In keeping with the provisions of the Yalta Conference you will re-establish civilians rule and return the colony to the Dutch Administration, when it is in a position to maintain services.
The main landing will be by the British Indian Army 5th Division, who have shown themselves to be most reliable since the battle of El Alamein.(3)
Intelligence reports indicate that the landing should be at Surabaya, a location which affords a deep anchorage and repair facilities.
As you are no doubt aware, the local natives have declared a Republic, but we are bound to maintain the status quo which existed before the Japanese Invasion.
I wish you God speed and a sucessful campaign.
(signed)
Mountbatten
Vice Admiral.
Supreme Commander S.E.Asia.
Kalimat:
“...In keeping with the provisions of the Yalta Conference you will re-establish civilians rule and return the colony to the Dutch Administration, when it is in a position to
maintain services...”
dan kalimat berikutnya:
“…the local natives have declared a Republic, but we are bound to maintain the status quo which existed before the Japanese Invasion...”
menyatakan secara jelas dan gamblang maksud Inggris untuk
“…..mengembalikan koloni (Indonesia) kepada Administrasi Belanda…”
dan
“………mempertahankan status quo yang ada sebelum invasi Jepang.”
Van Mook dan pimpinan Belanda lain selalu menyatakan kepada pimpinan militer Inggris, bahwa pengambil-alihan Indonesia tidak memerlukan kekuatan militer. Kemungkinan karena percaya akan keterangan van Mook tersebut, maka Mountbatten mengirim salah satu stafnya, Mayor Jenderal A.W.S. Mallaby, yang adalah seorang perwira administrasi, yang belum pernah memimpin pasukan tempur. Untuk dapat memimpin satu Brigade tempur, ia rela pangkatnya turun menjadi Brigadir Jenderal. Adalah suatu kebanggaan bagi seorang perwira, apabila dapat menjadi komandan satu brigade pasukan tempur.

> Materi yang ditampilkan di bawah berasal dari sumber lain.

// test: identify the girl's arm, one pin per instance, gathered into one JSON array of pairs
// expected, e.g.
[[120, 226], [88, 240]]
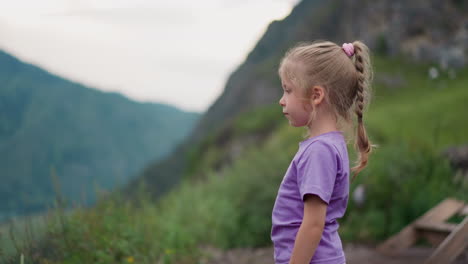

Catatan Admiral Lord Mountbatten tersebut menunjukkan dengan jelas, bahwa informasi yang diberikan oleh van Mook kepada Mountbatten salah dan menyesatkan, sehingga berakibat sangat fatal, bukan saja bagi rakyat Indonesia, namun juga bagi tentara Inggris, sebagaimana kemudian dialami oleh Brigade 49 di Surabaya bulan Oktober 1945, yang mengalami kehancuran total dalam pertempuran dahsyat di Surabaya pada 28-29 Oktober 1945, dan juga kemudian mengakibatkan tewasnya Brigadir Jenderal Mallaby, perwira tinggi Inggris pertama yang tewas dalam perang.
Pada waktu itu, para pemimpin Indonesia belum mengetahui adanya hasil keputusan konferensi Yalta yang sehubungan dengan Asia, yaitu mengembalikan situasi kepada status quo, seperti sebelum invasi Jepang tahun 1941. Juga belum diketahui adanya perjanjian bilateral antara Belanda dan Inggris di Chequers pada 24 Agustus 1945, mengenai komitmen bantuan Inggris kepada Belanda. Selain itu, pernyataan kontroversial yang dikeluarkan oleh Jenderal Sir Philip Christison di Singapura sebelum berangkat ke Jakarta, bahwa Tentara Sekutu hanya akan menjalankan tugas-tugas kemiliteran, telah membesarkan hati pimpinan Republik Indonesia. Mungkin pada waktu itu pernyataan tersebut tulus disampaikannya, namun dengan demikian boleh dikatakan, bahwa para pemimpin Republik Indonesia waktu itu terkecoh oleh siasat Inggris dan Belanda.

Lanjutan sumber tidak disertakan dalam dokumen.